Even DeFelice knows that his methods were a little tough for some people to handle. But, he says, there’s a caveat to that.
“There were kids I coached who didn’t see eye to eye with me,” he said, “but I’d meet them a few years later, and they’d all tell me that I taught them a lot. That makes you feel good.”
“That’s the key to coaching,” says Lynch. “They don’t have to like you, but they have to respect you. You learn from them.”
DeFelice is one of a handful of North Shore coaches who seem ageless, says his longtime friend Paul Halloran, who was his assistant for the Big Blue baseball team, and of whom DeFelice reserves special praise.
“He rebuilt that Swampscott American Legion team, and they were one game, in 1995, from going to legion world series,” DeFelice said. “He did a tremendous job.”
DeFelice is not shy about giving credit where credit is due — as long as he’s giving it to someone else.

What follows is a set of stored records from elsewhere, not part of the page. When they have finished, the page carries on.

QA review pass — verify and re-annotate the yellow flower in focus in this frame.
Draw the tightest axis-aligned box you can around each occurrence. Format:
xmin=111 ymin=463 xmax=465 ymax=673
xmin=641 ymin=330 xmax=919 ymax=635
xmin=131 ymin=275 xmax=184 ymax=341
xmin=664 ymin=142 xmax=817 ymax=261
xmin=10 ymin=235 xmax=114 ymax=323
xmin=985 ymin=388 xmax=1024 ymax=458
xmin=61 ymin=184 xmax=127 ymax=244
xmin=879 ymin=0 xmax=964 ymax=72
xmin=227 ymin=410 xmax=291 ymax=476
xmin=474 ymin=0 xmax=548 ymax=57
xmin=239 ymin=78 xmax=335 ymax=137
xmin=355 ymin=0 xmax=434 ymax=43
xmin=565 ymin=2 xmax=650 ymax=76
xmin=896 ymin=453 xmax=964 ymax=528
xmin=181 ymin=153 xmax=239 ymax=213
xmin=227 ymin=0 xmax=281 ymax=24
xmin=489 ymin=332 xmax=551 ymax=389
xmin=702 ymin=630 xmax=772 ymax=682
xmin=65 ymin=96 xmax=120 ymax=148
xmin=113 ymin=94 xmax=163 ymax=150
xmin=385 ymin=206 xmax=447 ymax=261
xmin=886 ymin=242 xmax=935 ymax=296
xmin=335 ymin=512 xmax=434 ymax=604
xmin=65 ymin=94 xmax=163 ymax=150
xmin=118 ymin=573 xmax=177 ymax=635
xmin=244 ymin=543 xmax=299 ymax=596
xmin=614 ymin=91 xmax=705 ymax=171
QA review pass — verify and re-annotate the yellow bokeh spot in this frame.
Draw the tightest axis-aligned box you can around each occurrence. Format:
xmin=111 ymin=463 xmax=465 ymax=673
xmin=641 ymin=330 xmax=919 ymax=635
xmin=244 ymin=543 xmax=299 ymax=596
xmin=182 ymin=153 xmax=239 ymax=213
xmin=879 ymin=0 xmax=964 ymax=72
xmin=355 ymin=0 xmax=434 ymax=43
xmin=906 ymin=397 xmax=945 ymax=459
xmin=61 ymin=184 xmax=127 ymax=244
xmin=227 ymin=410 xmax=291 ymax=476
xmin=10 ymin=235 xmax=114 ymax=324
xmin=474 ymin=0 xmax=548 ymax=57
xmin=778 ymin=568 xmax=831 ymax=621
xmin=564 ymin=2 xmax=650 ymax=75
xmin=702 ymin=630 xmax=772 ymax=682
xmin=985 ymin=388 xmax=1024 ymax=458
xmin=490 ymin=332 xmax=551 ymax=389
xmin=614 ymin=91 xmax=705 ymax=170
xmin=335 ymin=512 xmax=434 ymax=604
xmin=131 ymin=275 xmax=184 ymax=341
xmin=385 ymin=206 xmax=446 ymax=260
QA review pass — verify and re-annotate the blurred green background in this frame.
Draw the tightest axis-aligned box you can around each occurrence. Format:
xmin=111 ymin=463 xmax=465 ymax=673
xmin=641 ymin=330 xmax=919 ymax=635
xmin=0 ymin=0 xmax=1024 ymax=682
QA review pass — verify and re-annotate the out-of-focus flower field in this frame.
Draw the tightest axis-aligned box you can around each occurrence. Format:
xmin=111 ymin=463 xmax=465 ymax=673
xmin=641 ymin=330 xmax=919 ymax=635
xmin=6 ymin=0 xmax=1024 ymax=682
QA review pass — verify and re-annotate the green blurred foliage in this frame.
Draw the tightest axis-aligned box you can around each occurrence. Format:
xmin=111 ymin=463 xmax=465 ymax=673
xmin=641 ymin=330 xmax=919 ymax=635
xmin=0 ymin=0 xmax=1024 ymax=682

There’s Bondelevitch, Lynch’s father (the late Dick Lynch), his brother Bobby (two years his junior, always smaller growing up, and “maybe the most mentally tough guy I know”), and the host of coaches at Boston College, where he was an unpaid assistant during that school’s glory years of the 1980s (he was on the sidelines when Doug Flutie threw his “Hail-Mary” pass to beat Miami in 1984).
Though it may seem like he’s been around forever, he came to Swampscott in 1966, one year after assisting his brother, Bob, at Christopher Columbus High. And though he only coached under Bondelevitch for six years (leaving for Xaverian, where he was head coach for four years), he was head baseball coach from ’66 to ’71, and then again from 1977 through 2005.
During that time, DeFelice’s teams went 465-257 (.644), won a state title (1993), three other North Sectional championships, made the sectional final six times and qualified for the state tournament 20 times.
“He had a pure, youthful love of being at the ballpark,” said Jauron. “He loved baseball. I had the good fortune of playing for him in high school and with him in the Intercity League.
“It was an unbelievable pleasure,” Jauron said. “He was all in, playing and coaching. He gave everything he had.”
It wasn’t always easy, either.
“He had to learn that coaching baseball’s not like coaching football,” Lynch said. “You can’t block anybody. You can’t hit anybody.
“It’s a more subtle game,” Lynch said. “But he got it. He was a good coach. And I love seeing him today when I do.”
Some of his favorite moments come in his role as unpaid assistant, which has included Merrimack and Endicott Colleges. Not these days though.
“I’m pretty much under lock and key,” he says, noting that at his age, and with his medical issues, has had to steer clear of any possibility of catching the coronavirus. “Whatever you have to do to survive, you do,” he says. “But before this, I’d come and go as I wanted, which I like a lot.”
He thought long and hard when asked what meant the most to him as a coach. And his answer? Just that.
“I love it when I meet someone and it’s ‘hi, coach.'” I have a carpenter at my house and it’s, ‘how are you doing, coach?'”
Many of his players have gone on to play important roles in their fields. Peter Woodfork is a special assistant to Joe Torre in the Major League Baseball offices. Todd McShay is an ESPN college football analyst. Todd Kline has worked as an executive for several NFL franches. Matt O’Neill is a restaurateur. He’s proud of them all.
“But,” he says, “I love it just as much when I see kids I coached become policemen and firemen. That always means a lot.
“I feel very lucky. There’s no question about that,” he said.